Its hard to imagine today, but until the late 19th century, the press barely covered the presidency; Congress was thought to be where the action was. It wasn't until Grover Cleveland's second term that an intrepid reporter from the Washington Evening Star, delightfully named Fatty Price, began hanging around the White House entrance fishing for copy.

Photo credit: National Archives and Records Administration
Photo credit: National Archives and Records Administration

Teddy Roosevelt was the first president to give the press an official office, in 1902, and until Nixon constructed the current press room with its 49-seat amphitheater, there was no fixed location for briefings or presidential press conferences, which were usually informal affairs, most often off the record.

Television changed all that, and beginning with Truman, formal press conferences began taking place in the Indian Treaty Room.
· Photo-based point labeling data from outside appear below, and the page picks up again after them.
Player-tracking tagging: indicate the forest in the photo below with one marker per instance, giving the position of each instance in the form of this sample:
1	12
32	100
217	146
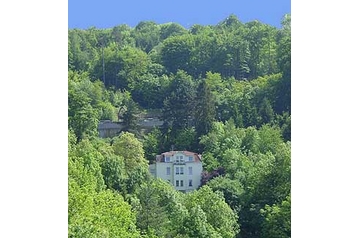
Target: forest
223	91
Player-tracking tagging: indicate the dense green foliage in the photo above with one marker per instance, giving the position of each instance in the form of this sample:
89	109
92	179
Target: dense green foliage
222	91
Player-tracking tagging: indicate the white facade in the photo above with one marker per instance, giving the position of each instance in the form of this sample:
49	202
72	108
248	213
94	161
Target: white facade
180	168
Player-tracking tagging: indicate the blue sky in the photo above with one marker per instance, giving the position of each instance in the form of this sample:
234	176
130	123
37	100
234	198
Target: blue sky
108	13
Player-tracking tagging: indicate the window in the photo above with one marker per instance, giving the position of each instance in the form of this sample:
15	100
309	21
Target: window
190	170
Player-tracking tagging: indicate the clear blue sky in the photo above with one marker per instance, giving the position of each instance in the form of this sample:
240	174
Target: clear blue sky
108	13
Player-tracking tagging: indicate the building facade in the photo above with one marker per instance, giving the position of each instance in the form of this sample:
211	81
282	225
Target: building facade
182	169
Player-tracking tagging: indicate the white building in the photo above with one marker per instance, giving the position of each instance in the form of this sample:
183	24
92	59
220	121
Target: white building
180	168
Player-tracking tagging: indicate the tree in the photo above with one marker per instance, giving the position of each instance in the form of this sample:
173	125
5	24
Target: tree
136	166
277	221
176	51
204	109
218	213
179	105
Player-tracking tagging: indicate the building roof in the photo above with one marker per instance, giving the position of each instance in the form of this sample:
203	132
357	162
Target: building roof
196	156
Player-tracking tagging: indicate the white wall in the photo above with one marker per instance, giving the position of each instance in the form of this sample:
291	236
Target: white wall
197	168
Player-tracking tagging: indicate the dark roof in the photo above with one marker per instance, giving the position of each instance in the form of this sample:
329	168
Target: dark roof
196	156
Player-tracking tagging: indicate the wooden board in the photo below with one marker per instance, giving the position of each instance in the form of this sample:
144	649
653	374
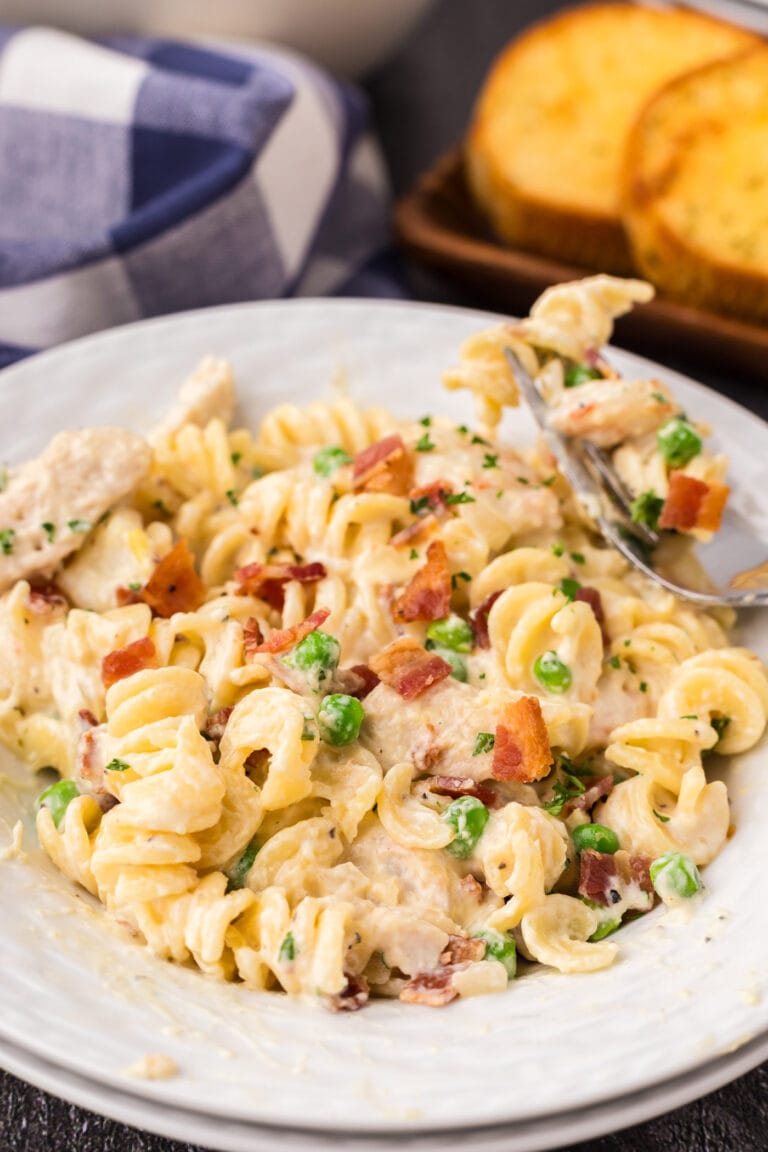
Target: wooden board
439	225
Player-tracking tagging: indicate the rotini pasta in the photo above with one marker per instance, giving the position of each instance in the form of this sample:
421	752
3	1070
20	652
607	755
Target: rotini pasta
354	706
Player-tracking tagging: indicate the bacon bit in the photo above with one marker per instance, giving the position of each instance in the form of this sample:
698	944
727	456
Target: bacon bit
174	585
463	950
252	637
479	620
427	597
459	786
472	887
267	581
521	749
599	878
691	503
591	596
386	465
351	998
280	639
215	725
46	599
432	988
128	660
435	495
597	788
359	680
415	531
408	668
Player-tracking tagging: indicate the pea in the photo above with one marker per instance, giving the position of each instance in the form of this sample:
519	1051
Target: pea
677	442
675	874
457	662
453	633
340	718
597	836
468	816
579	373
58	798
501	947
550	672
237	873
317	656
326	461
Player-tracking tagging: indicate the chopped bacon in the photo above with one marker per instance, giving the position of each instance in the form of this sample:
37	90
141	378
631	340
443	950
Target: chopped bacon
351	998
174	585
427	597
408	668
386	465
215	725
46	599
268	581
280	639
128	660
521	749
479	620
599	878
461	786
433	988
252	637
463	949
433	497
691	503
359	680
597	788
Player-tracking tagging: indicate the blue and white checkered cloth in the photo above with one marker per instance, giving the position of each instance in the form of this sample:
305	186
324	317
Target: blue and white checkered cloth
141	176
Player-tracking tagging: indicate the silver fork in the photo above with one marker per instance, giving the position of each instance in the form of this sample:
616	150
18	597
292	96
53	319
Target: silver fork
607	501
Most of the press didn't think the change an improvement. In 1950, a writer for the Washington Daily News wrote that the Indian Treaty Room "resembles the interior of a Chicago meat packer's mansion or possibly the main reception room of a lady engaged in another business."
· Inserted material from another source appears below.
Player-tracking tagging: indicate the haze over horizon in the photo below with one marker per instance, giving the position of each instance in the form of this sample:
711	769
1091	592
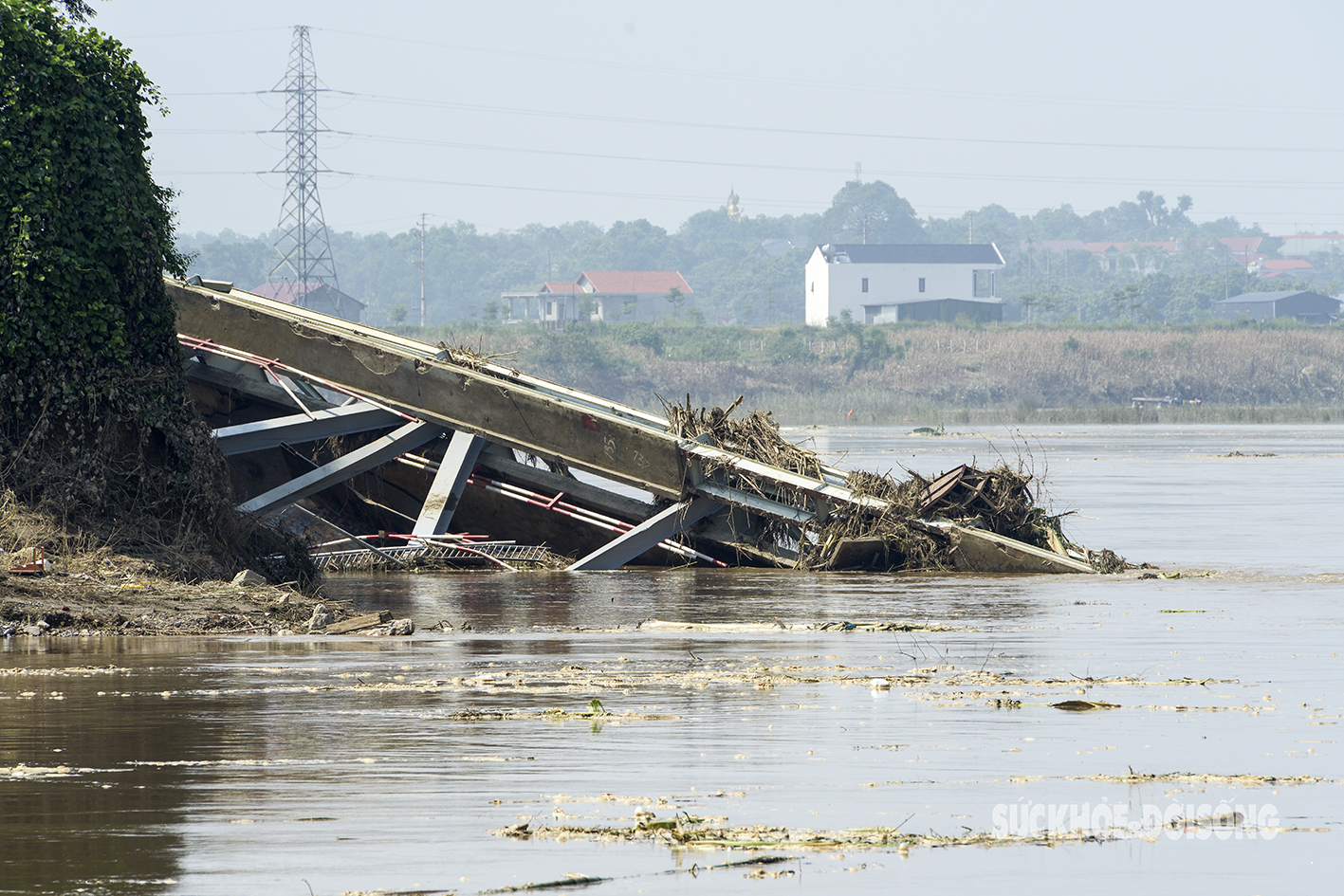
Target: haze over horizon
621	110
Nixon built the press room for $574,000, a price inflated by his directive that nothing be done to prevent the conversion back to a pool. As Randall Vosbeck, the project's architect, remembered: "We were told in no uncertain terms that Nixon did not want any harm done to the pool, and the design of the press room must be done in such a way that the pool could be restored easily, apparently in case he received comments that he destroyed the FDR pool." Nixon even arranged for the Bernard Lamotte murals to be donated to the Kennedy Library.
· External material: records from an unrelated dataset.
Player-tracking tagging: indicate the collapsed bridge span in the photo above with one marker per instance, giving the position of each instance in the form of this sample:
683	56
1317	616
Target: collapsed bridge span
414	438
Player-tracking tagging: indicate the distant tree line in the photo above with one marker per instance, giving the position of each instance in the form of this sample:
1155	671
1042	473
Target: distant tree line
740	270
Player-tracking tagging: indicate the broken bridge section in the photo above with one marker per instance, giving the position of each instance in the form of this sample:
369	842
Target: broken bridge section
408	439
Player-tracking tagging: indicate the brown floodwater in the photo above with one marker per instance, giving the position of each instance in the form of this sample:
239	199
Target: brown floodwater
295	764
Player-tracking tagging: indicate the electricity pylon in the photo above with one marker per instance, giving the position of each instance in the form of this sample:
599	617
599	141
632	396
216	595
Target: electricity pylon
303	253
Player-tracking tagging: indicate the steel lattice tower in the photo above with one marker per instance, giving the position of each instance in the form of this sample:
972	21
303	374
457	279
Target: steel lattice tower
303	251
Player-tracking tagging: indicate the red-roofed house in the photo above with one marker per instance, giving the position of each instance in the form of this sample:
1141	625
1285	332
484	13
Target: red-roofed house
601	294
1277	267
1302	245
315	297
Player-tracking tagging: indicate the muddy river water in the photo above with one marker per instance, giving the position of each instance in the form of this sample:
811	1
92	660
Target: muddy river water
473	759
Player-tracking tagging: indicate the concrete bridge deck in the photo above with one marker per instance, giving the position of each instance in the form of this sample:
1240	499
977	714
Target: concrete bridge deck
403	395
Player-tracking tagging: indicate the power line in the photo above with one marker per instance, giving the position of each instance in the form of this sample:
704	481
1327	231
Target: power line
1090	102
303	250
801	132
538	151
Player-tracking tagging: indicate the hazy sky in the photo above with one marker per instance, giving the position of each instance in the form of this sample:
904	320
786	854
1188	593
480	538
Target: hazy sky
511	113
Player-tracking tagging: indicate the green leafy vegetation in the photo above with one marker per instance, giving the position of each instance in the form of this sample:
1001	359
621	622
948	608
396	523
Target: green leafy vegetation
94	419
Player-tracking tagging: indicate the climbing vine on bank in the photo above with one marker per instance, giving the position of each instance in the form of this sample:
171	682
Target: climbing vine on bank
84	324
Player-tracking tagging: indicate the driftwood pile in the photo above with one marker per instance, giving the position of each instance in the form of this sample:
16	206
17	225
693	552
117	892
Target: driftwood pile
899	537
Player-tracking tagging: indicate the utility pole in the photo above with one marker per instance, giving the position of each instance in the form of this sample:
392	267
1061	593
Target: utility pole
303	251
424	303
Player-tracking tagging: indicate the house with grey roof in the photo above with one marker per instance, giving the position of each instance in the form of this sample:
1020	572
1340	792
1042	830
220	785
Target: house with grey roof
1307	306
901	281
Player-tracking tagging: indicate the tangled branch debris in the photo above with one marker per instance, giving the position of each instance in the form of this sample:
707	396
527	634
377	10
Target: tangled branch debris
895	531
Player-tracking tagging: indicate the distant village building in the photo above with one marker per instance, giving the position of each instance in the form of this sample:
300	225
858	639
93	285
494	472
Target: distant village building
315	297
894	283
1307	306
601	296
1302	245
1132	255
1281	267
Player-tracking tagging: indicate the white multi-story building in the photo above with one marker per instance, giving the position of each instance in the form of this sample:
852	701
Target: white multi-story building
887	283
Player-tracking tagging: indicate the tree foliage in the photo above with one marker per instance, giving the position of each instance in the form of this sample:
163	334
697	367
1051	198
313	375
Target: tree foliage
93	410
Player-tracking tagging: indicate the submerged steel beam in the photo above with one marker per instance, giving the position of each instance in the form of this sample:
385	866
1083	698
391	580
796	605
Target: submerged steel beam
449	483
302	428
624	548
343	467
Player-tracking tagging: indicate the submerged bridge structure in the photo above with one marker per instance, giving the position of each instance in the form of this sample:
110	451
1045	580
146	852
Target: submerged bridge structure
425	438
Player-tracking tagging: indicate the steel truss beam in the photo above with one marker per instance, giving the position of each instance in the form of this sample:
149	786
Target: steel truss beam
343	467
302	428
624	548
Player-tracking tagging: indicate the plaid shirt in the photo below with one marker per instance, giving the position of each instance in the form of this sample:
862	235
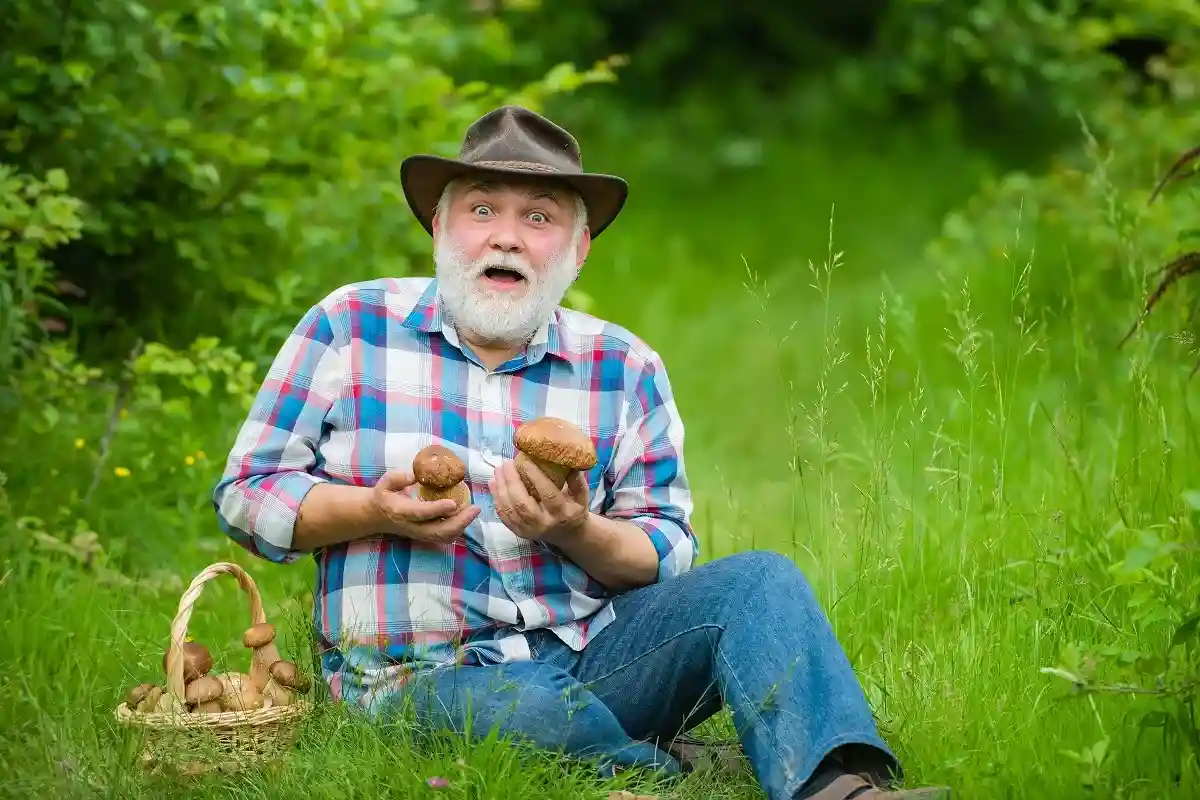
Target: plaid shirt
369	377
On August 12, 1974, two workmen, one carrying a shovel, opened a carpeted hatch in the White House press room and descended down a hidden stairway and began making measurements. They ignored a reporter's questions regarding what they were doing.

The night before, President Ford, spending one last night at his home in Alexandria, Virginia before moving into the White House private quarters, relaxed with newsmen around his backyard pool. "I will miss the swimming pool here very badly," he lamented. The press corps connected the two events and soon rumors were swirling that the pool would be reopened and the press room moved. Expressions of anxiety and displeasure quickly made their way back to the unelected Ford, who wished very much to improve relations with the press that had suffered greatly under his predecessor.

Ford left the press room where it is, settling for a modest $61,417 outdoor pool constructed with private donations on the South Lawn just outside the West Wing. With an army of press and photographers watching, Ford swam laps in the new pool on July 1, 1975.

Photo credit: Getty
Photo credit: Getty

But what of those two workmen and their shovel? By way of the Freedom of Information Act, the truth can now be told: Ford did plan on evicting the press so he could have this pool. A smoking-gun memo dated August 28, 1974 from assistant press secretary Larry Speakes spelled out the plot: A committee of leading Americans, including Senator Barry Goldwater, was to be enlisted to rustle public support for the pool, the pool was to be reopened and the press room was to be moved south of the West Wing, either above-ground at an estimated cost of $871,000 or below-ground at an estimated cost of $2,000,000. Ultimately, the cost scared Ford off. At a time when he was calling on the country to sacrifice to whip inflation he couldn't be seen to be profligate for a pool.

Ford did plan on evicting the press so he could have this pool.

Today, walking down the same steps as those workmen has become a right of passage for the First Family, White House staff, the press corps and visiting dignitaries. Those who are allowed to descend are encouraged to write a message on the darkened, dry old tiles of FDR's empty pool walls. The graffiti includes that of Bono, Sugar Ray Leonard, First Lady Laura Bush and dozens of prominent reporters, staffers, politicians, and celebrities.